Penetanguishene arena on ice for remainder of season

·3 min read

Arena de-icing goes against one councillor's principle of providing active time to children in the town.

That's why Coun. George Vadeboncoeur was the only one who voted against removing the ice at the Penetanguishene Memorial Community Centre at a recent council meeting.

"I'm a big supporter of kids being active," he said in a conversation with MidlandToday. "They're playing sports and being active at the arena. The recommendation was to take the ice out and without an alternative, I didn't feel it was right to vote for it to close. It was going against kids being active. It was kind of a matter of principle, I guess."

The staff report, said Vadeboncoeur, laid out that when the ice is taken out, ball hockey would get going at its usual time (if the government allows for it).

"There wasn't much I could have done in that sense because there were other activities coming up in March," he added. "Had minor hockey had said they'll take the ice between now and middle of March, I would have fought for it. I understand where staff were coming from. I would have liked to have the ice stay in a little bit longer."

At the council meeting, Sherry Desjardins, director of recreation and community services, said the lack of uptake from winter sports user groups was one of the reasons why the recommendation had been brought forward.

"We don't anticipate we will have a lot of ice usage even if we are allowed to reopen," she said. "When we closed, we were in red status, which meant that no scrimmage or game play was allowed with sports."

According to provincial rules online, rules around sports recreational and fitness facilities for regions in a red - control region indicate,

"As such, minor hockey had cancelled the last week of their ice rentals because they had to re-invent their programming," Desjardins said. "They've confirmed if we're allowed to reopen, they will not rent any ice, which impacts about 35 hours a week."

If allowed to reopen, she said, various user groups had indicated a total usage of only nine hours a week.

Penetang Junior C Kings president Jim Brown said he understood the reason behind the move.

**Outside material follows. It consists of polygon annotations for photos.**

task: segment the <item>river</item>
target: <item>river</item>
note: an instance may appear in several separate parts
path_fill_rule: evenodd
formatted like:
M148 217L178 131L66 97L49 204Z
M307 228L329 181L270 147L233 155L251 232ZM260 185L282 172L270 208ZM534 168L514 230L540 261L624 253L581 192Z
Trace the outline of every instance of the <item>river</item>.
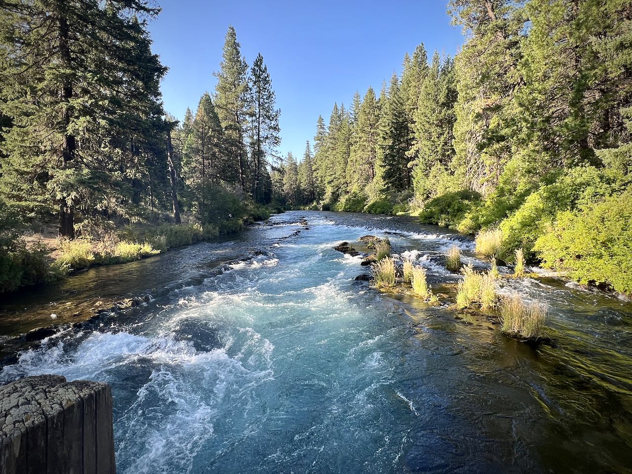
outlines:
M435 291L461 278L449 246L487 265L470 238L410 217L287 212L8 301L8 344L51 314L61 329L5 355L0 383L111 384L119 473L632 472L632 304L509 281L550 307L554 343L529 345L449 300L355 281L367 267L332 247L385 232ZM147 301L70 324L127 294Z

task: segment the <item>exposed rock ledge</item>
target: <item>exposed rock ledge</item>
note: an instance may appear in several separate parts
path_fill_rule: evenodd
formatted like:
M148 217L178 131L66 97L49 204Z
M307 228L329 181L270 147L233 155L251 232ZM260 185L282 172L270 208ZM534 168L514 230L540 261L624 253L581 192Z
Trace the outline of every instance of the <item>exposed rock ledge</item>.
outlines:
M39 375L0 386L0 473L116 471L109 385Z

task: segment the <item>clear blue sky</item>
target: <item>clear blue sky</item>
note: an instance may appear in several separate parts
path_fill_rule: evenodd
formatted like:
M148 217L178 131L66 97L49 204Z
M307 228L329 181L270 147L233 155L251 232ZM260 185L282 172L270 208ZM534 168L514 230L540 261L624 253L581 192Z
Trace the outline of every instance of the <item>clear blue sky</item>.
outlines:
M454 55L463 42L446 13L447 0L158 0L162 11L150 22L154 51L169 67L162 83L166 109L182 119L212 92L229 25L252 64L261 52L281 110L284 155L303 155L319 114L329 120L334 102L351 104L357 89L376 94L404 54L423 42Z

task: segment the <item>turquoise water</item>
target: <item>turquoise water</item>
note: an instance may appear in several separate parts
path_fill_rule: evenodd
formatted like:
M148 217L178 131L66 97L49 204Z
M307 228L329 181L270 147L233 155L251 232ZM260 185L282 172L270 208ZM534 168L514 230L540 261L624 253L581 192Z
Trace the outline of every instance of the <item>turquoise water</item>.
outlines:
M360 257L332 247L367 234L388 234L437 291L460 278L441 264L450 245L486 265L471 240L410 219L288 212L119 272L150 300L63 326L0 382L111 384L119 473L629 471L629 303L512 283L551 306L555 346L533 348L449 301L355 281ZM90 291L111 286L106 271Z

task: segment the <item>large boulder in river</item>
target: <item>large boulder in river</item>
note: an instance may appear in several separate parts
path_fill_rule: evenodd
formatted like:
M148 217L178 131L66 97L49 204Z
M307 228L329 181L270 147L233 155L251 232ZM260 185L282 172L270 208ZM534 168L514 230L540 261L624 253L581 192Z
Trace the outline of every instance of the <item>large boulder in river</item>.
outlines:
M360 255L360 252L352 247L349 242L343 242L342 243L334 247L334 250L337 250L343 253L346 253L348 255L351 255L351 257L355 257L356 255Z

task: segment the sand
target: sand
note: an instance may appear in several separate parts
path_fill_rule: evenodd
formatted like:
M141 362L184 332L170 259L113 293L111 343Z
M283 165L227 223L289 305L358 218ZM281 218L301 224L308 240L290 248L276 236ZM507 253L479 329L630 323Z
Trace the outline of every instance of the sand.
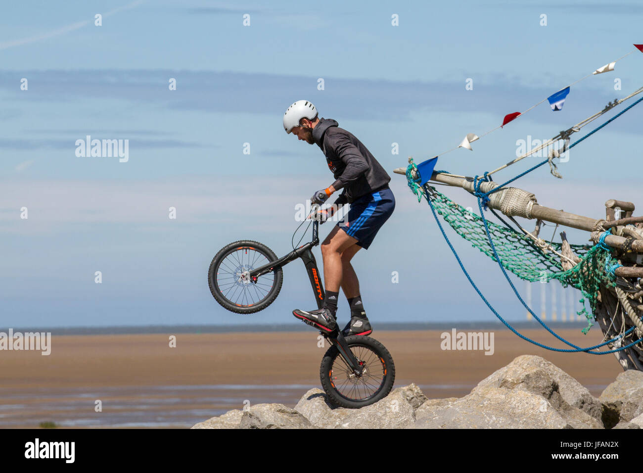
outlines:
M393 355L395 385L415 382L430 398L462 396L520 355L538 355L584 385L595 396L619 373L612 355L547 351L511 332L494 332L494 353L444 351L442 331L374 332ZM556 347L544 330L525 334ZM560 335L581 346L599 343L594 328ZM59 425L188 427L231 409L282 402L291 407L319 387L319 366L328 348L317 333L56 336L51 354L0 351L0 427ZM102 411L95 411L96 400Z

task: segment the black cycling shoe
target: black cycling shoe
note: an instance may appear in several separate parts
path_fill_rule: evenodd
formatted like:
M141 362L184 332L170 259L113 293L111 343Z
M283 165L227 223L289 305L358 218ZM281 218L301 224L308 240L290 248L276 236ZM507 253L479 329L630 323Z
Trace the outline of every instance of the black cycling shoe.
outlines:
M293 315L309 325L324 331L332 332L337 328L335 317L333 317L332 313L326 308L310 311L295 309L293 311Z
M350 322L346 324L344 329L341 331L341 335L344 337L349 335L370 335L373 333L373 329L370 327L370 323L368 319L362 319L352 316Z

"Being that Penetang Minor Hockey will not be continuing, as they are the largest user group, it would not make sense for them to keep it in just for one team," he said. "We are trying to purchase a few hours of ice in Midland at this time. We do wish to thank all of our sponsors, volunteers and supporters that have helped us through this pandemic."

As of right now, Desjardins said, the ice plant at the arena has been operating to maintain a minimum standard.

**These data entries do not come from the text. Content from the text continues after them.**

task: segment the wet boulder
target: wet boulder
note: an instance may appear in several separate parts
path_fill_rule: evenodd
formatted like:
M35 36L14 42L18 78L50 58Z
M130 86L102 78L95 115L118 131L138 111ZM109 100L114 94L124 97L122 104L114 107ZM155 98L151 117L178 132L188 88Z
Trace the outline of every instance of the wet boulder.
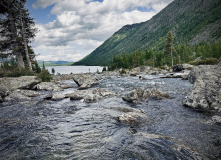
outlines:
M170 96L167 93L158 90L156 87L150 87L150 88L146 88L144 90L144 93L143 93L143 96L142 96L143 100L145 100L147 98L152 98L152 99L155 99L155 100L161 100L163 98L169 99Z
M132 90L130 93L128 94L125 94L122 99L124 101L127 101L127 102L132 102L132 103L135 103L138 101L139 97L138 97L138 93L137 93L137 90L134 89Z
M138 126L142 123L149 122L150 118L147 114L139 109L134 109L133 112L126 112L118 117L119 122L129 125L131 127Z
M36 76L5 77L0 78L0 84L5 90L31 89L34 85L41 83L41 79Z
M147 98L160 100L163 98L170 98L170 96L167 93L158 90L156 87L147 87L145 89L136 87L131 92L125 94L122 97L124 101L130 102L130 103L136 103L139 99L146 100Z
M62 91L63 89L57 83L53 82L41 82L35 86L38 90L46 90L46 91Z
M89 74L75 74L73 80L79 86L79 89L87 89L98 84L98 80Z
M221 110L221 66L197 66L188 79L194 83L183 100L186 107L200 110Z
M66 94L65 97L70 100L81 100L83 99L86 103L96 102L98 99L115 95L114 92L108 91L103 88L95 88L91 90L77 90L73 93Z
M175 66L173 66L173 72L181 72L183 71L183 65L182 64L177 64Z
M52 94L52 97L51 99L54 100L54 101L59 101L59 100L62 100L65 98L65 95L62 94L62 93L54 93Z
M16 97L15 94L20 97L17 89L31 89L34 85L40 83L42 80L36 76L22 76L22 77L4 77L0 78L0 97L1 101L12 94L12 97ZM21 95L22 96L22 95ZM24 97L23 97L24 98ZM8 98L9 99L9 98Z
M32 97L39 96L40 94L32 90L16 89L13 90L8 96L5 97L5 101L11 100L31 100Z
M182 64L182 66L183 66L183 69L185 70L192 70L194 68L193 65L187 64L187 63Z

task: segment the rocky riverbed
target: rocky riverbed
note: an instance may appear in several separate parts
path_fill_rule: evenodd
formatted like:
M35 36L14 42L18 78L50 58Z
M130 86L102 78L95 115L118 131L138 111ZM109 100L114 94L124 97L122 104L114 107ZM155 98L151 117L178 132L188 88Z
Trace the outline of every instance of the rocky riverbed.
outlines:
M179 74L139 67L125 75L60 75L47 83L2 78L0 157L220 159L220 68L185 67ZM210 86L206 94L196 91L200 84Z

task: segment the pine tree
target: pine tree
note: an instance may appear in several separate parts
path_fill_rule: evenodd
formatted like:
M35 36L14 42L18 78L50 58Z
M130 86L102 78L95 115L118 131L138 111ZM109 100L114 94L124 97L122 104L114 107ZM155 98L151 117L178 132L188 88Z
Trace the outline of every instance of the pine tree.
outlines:
M166 35L166 44L164 47L164 54L166 57L169 57L169 56L171 57L172 66L173 66L173 41L174 41L174 37L173 37L172 31L169 31Z
M32 70L28 43L35 36L34 21L25 9L26 0L0 1L0 48L1 52L15 55L19 68L24 68L23 53Z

"Much of our staff has been redeployed elsewhere," she said. "We're recommending we take the ice out to help us get ahead of our park season. We know we've had increased usage with all of our outdoor space during the pandemic. There will be some savings in utilities with shutting down the ice plants. Those are the big drivers for our recommendations to close the ice."

Based on historical data, the facility will save approximately $27,500 per month in utilities (not inclusive of water charges).

The motion to go ahead with de-icing of the arena was passed with a majority of votes.